Every time I've seen a "least-privilege" IAM policy described in an architecture document and then looked at the actual implementation, the gap between intention and reality has been instructive.
The intentions are good. The process is manual. Manual processes degrade over time. The gap widens.
This is what I did about it at Craneware.
The problem in concrete terms
We had multiple Azure SQL databases supporting different products across multiple environments. Each database had a set of users — application service accounts, read-only reporting users, DBA access, and a handful of legacy accounts that existed for reasons nobody could fully remember.
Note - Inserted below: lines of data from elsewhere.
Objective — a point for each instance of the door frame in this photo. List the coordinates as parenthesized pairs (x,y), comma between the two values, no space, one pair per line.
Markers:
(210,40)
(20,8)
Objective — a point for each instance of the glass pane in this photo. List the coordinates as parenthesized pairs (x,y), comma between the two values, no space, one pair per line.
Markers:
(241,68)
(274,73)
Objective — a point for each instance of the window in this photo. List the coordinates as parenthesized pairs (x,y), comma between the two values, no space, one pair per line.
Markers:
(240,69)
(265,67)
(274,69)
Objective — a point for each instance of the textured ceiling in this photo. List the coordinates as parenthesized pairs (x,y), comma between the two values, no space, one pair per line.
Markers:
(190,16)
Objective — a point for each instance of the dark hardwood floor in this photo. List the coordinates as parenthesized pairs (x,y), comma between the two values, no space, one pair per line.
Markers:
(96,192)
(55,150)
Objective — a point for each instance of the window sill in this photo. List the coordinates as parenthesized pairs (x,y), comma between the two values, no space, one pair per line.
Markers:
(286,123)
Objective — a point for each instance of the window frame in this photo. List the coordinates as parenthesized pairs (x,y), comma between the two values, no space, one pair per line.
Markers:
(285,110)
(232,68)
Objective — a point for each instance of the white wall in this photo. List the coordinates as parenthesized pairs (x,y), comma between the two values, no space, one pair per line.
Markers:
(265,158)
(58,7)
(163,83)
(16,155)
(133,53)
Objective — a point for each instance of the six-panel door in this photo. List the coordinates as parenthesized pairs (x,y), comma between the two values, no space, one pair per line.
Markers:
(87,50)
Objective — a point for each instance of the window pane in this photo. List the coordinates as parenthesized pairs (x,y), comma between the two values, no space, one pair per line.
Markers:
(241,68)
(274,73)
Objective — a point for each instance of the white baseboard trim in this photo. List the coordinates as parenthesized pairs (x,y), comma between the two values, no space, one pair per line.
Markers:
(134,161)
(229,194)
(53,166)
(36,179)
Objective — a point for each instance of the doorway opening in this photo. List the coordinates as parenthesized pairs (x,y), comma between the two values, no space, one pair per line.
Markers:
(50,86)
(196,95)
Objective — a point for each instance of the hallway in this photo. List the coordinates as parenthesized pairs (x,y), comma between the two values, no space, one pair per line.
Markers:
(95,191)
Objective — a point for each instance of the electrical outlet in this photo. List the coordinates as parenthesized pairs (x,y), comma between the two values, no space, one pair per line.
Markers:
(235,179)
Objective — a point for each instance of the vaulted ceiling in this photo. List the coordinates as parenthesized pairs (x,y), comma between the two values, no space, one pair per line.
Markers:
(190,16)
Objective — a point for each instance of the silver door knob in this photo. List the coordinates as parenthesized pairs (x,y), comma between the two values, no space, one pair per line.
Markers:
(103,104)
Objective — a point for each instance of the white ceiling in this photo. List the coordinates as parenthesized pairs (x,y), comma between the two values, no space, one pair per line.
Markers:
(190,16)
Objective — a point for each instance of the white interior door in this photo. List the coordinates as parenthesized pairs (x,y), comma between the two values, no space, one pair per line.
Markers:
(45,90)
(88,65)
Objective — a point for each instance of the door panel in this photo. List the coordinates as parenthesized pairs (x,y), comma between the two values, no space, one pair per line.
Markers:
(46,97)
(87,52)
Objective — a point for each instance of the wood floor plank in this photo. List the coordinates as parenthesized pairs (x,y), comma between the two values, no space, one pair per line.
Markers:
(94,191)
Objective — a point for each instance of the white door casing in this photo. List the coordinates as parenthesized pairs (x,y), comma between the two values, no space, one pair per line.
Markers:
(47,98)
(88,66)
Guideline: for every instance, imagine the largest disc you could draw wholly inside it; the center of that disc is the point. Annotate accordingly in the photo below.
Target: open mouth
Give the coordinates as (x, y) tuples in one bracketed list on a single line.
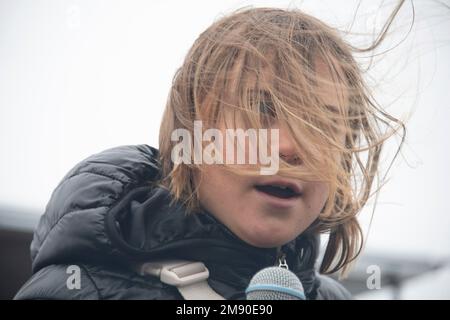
[(279, 191)]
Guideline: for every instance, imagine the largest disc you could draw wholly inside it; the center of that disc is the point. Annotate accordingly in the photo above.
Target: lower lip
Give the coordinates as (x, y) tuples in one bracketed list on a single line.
[(278, 202)]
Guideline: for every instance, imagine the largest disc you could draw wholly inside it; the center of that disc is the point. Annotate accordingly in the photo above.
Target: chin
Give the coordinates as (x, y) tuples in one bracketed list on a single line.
[(268, 238)]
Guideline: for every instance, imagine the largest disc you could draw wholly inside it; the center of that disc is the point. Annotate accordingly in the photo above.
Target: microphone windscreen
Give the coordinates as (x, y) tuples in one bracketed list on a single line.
[(275, 283)]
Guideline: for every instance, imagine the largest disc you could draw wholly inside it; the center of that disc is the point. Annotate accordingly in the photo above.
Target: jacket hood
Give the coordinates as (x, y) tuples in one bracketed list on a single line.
[(108, 210)]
Access was provisioned manually. An engineer would run a SQL script, or update a spreadsheet, or raise a ticket. There was no single source of truth. Access reviews were painful and slow because the first step was figuring out what access actually existed — which meant querying each database individually, or trusting the spreadsheet was current (it wasn't).
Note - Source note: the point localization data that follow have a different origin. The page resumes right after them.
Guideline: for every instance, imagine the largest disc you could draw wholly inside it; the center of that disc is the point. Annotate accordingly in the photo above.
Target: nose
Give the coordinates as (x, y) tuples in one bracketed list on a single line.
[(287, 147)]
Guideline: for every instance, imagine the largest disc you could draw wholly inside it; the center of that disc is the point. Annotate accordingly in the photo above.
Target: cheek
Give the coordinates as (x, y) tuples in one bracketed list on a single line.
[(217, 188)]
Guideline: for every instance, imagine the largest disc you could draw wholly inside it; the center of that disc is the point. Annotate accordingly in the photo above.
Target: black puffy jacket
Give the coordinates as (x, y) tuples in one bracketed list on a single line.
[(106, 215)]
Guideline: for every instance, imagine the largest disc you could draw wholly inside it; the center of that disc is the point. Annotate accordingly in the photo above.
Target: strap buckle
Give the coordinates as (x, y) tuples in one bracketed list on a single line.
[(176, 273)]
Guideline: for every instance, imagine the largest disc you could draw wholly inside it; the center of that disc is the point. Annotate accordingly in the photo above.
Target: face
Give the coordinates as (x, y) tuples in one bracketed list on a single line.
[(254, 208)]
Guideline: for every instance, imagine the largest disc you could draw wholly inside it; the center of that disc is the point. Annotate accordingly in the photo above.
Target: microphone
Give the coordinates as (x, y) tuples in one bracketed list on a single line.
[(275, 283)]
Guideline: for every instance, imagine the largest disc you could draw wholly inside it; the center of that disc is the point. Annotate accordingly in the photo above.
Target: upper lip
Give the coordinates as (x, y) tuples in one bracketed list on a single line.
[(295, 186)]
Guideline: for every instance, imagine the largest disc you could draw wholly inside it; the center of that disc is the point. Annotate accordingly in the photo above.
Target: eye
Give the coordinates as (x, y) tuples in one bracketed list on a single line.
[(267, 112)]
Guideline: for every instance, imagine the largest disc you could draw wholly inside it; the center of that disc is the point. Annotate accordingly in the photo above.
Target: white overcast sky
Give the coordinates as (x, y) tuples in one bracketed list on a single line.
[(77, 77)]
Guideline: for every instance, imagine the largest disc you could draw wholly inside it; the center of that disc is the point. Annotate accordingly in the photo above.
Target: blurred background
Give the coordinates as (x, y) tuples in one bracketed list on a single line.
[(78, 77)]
When I audited the current state, I found:
- Several service accounts with
db_ownerthat only neededdb_datareader - Three legacy accounts that hadn't authenticated in over 180 days
- No rotation schedule for any service account credentials
- No automated mechanism to detect drift between intended and actual access
The design
The goal was to replace the manual spreadsheet with a code-defined, automatically-applied access model. Infrastructure as code for database access.
1. Desired state in code
Access definitions lived in a YAML file committed to the infrastructure repo:
# access/azure-sql.yml
databases:
- name: craneware-prod-billing
server: craneware-prod-sql.database.windows.net
users:
- identity: billing-api-prod # Azure managed identity name
role: db_datareader
schemas: [billing, shared]
- identity: billing-worker-prod
role: db_datawriter
schemas: [billing]
- identity: reporting-reader-prod
role: db_datareader
schemas: [billing, reporting]
read_only: true
- identity: dba-group # AAD group
role: db_owner
environment_restriction: [dev, staging] # not prod
This file was the source of truth. It lived in version control, so every access change had a commit, a PR, and a reviewer.
2. Automation that applied the desired state
I wrote a Python script that read the YAML definition and reconciled it against the actual database state:
def reconcile_database_access(
db_config: DatabaseConfig,
conn: pyodbc.Connection
) -> ReconcileResult:
actual = get_current_users(conn)
desired = db_config.users
to_create = [u for u in desired if u.identity not in actual]
to_remove = [u for u in actual if u not in [d.identity for d in desired]]
to_update = [u for u in desired if u.identity in actual
and actual[u.identity].role != u.role]
return ReconcileResult(
create=to_create,
remove=to_remove,
update=to_update,
drift_detected=bool(to_remove or to_update)
)
The script ran in two modes:
- Plan mode (on every PR): showed what would change, posted a summary as a PR comment
- Apply mode (post-merge to main): applied the changes, logged everything
Managed identity authentication meant service accounts never had passwords to rotate. The Azure AD identity was the credential.
3. C# for the RBAC provisioning at scale
For the Azure AD side — assigning roles to service principals, creating managed identities, configuring Entra ID groups — I used C# with the Azure SDK, since it gave cleaner async patterns for the volume of API calls involved:
public async Task ProvisionServiceIdentityAsync(
ServiceIdentityConfig config,
CancellationToken ct = default)
{
// Create managed identity if it doesn't exist
var identity = await _managedIdentityClient
.GetOrCreateAsync(config.Name, config.ResourceGroup, ct);
// Assign SQL roles via Azure AD
await _roleAssignmentClient.AssignAsync(
principalId: identity.PrincipalId,
roleDefinitionId: RoleDefinitions.SqlDbContributor,
scope: config.DatabaseResourceId,
ct: ct);
_logger.LogInformation(
"Provisioned {Name} with role {Role} on {Database}",
config.Name, config.Role, config.DatabaseName);
}
4. Drift detection as a scheduled pipeline
A pipeline ran nightly, re-ran the plan step, and alerted if drift was detected — meaning actual database access had diverged from the desired state definition. Drift in a production database's access model is always worth knowing about.
Results
- ~85% reduction in manual access-change effort — most changes were now a PR, not a ticket-and-spreadsheet workflow
- Access reviews became fast — the YAML file was the access review. What's in the file is what's in the database. Auditors loved it.
- Three immediate remediations found during the first automated audit:
db_ownerdowngraded todb_datareaderwhere appropriate, 180-day-inactive accounts removed - No more access ambiguity — "who has access to this database?" became a five-second question
The pattern generalises
The specific implementation here is Azure SQL, but the pattern — desired state in YAML, reconciliation script, plan-on-PR / apply-on-merge, drift detection — applies to almost any access management problem. I've used variants of it for Azure AD group membership, Auth0 role assignments, and pipeline service connection permissions.
The key insight is that access management is just another form of infrastructure. It deserves the same version control, the same review process, and the same automation as your compute resources.
The alternative — good intentions and a spreadsheet — degrades predictably.